LUGANO – Padroncini di nuovo all’opera, questa volta immortalati nel centro di Lugano. La segnalazione che ci è giunta da un lettore, che ha fotografato alcuni furgoncini con targhe italiane con operai intenti all’allestimento delle strutture per un maxi evento: i tendoni, installati nelle piazze Manzoni e Rezzonico, ospiteranno infatti una cena organizzata a margine di un congresso di Medacta.
Proprio la ditta di Castel San Pietro il cui patron Alberto Siccardi, ex esponente UDC e ora di Area Liberale, è recentemente finito nella bufera quando il Caffè l’ha eletto a “campione” nel ricorso ai padroncini.
E un ricorso a una ditta italiana in effetti c’è stato, anche sul catering.
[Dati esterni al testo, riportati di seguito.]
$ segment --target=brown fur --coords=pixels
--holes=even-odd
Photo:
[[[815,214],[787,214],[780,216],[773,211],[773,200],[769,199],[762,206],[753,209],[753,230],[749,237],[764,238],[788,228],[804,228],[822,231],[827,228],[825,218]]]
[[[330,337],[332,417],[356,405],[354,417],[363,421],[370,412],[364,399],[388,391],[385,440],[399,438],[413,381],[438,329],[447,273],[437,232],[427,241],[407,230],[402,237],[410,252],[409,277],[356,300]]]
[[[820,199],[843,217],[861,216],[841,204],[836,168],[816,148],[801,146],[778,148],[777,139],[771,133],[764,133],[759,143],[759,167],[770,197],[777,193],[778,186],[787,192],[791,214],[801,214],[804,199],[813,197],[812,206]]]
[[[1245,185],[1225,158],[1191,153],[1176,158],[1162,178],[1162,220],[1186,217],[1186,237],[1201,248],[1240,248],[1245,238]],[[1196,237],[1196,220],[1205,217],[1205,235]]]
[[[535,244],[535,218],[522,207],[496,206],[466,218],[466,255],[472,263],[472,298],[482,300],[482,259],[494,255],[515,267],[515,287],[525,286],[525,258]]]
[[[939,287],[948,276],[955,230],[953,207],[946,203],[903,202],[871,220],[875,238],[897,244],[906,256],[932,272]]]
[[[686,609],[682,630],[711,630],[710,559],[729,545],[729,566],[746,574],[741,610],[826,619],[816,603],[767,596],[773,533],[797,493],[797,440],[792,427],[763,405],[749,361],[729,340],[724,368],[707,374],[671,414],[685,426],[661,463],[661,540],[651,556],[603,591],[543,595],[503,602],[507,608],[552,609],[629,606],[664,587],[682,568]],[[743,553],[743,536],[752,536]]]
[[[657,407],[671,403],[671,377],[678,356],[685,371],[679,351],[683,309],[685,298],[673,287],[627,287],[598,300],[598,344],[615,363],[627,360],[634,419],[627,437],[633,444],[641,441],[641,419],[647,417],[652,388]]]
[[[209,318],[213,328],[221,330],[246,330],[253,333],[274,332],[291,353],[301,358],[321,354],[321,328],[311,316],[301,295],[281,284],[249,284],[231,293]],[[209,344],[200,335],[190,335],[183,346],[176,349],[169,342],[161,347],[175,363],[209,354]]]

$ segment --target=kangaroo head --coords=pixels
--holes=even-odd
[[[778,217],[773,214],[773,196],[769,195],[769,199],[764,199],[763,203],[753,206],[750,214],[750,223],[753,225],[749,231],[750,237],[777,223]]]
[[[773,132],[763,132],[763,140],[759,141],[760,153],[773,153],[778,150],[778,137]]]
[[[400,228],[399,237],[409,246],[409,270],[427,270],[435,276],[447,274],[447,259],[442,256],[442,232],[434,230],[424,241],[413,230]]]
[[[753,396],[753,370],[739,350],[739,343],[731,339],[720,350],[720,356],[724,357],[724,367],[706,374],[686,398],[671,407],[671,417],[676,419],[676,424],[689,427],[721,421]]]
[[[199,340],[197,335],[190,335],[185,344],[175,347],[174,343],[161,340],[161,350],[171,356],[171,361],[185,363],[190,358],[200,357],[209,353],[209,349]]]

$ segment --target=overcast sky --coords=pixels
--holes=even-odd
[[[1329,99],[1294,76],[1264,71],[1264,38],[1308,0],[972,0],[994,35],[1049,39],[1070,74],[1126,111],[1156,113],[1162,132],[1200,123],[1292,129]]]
Da informazioni raccolte da liberatv, risulta che l’approvvigionamento di cibo e bevande sia stato affidato a una ditta italiana.
Siccardi conferma: “È vero. Si tratta di una cena itinerante organizzata in occasione di un congresso cui prenderà parte un migliaio di chirurghi provenienti da tutto il mondo. Abbiamo provato a rivolgerci a una ditta di catering di Lugano, ma l’offerta che ci ha fatto è risultata troppo alta: il doppio per persona rispetto a quella italiana. Perciò abbiamo dovuto rinunciare”.
Per quanto riguarda invece l’allestimento dei tendoni, il ricorso ai ‘padroncini’ non è stato ‘diretto’. Su questo punto, Siccardi spiega infatti che “per il lavoro di montaggio delle tensostrutture ci siamo affidati alla Kairos Allestimenti, ditta che collabora anche con il Comune di Lugano”.
In effetti, controllando, risulta che la ditta di San Pietro di Stabio abbia curato alcune manifestazioni espositive a Lugano, e fra i “credits” vanta pure allestimenti al Festival del Film di Locarno. Anche in questo caso, come negli altri, la Kairos viene indicata da Siccardi come ditta Svizzera. E una Kairos SA in effetti esiste, con relativo sito internet “.ch”, ma con sede a Stabio presso l’amministratrice unica della società stessa. Quindi magazzini e personale sono tutti in Italia.
Ancora una volta quindi, i lavori vengono affidati a ditte con una sede sì in Ticino, ma che in realtà operano dall’Italia. Premesso che ognuno è libero di fare le proprie scelte, a meno che si tratti di eventi finanziati con soldi pubblici. Nelle ultime ore nel centro di Lugano c’era un andirivieni di furgoncini targati Italia: alcuni operai erano all’opera per allestire nel patio del Municipio le strutture temporanee legate a una mostra che una galleria privata organizza in collaborazione con il Museo cantonale d’arte.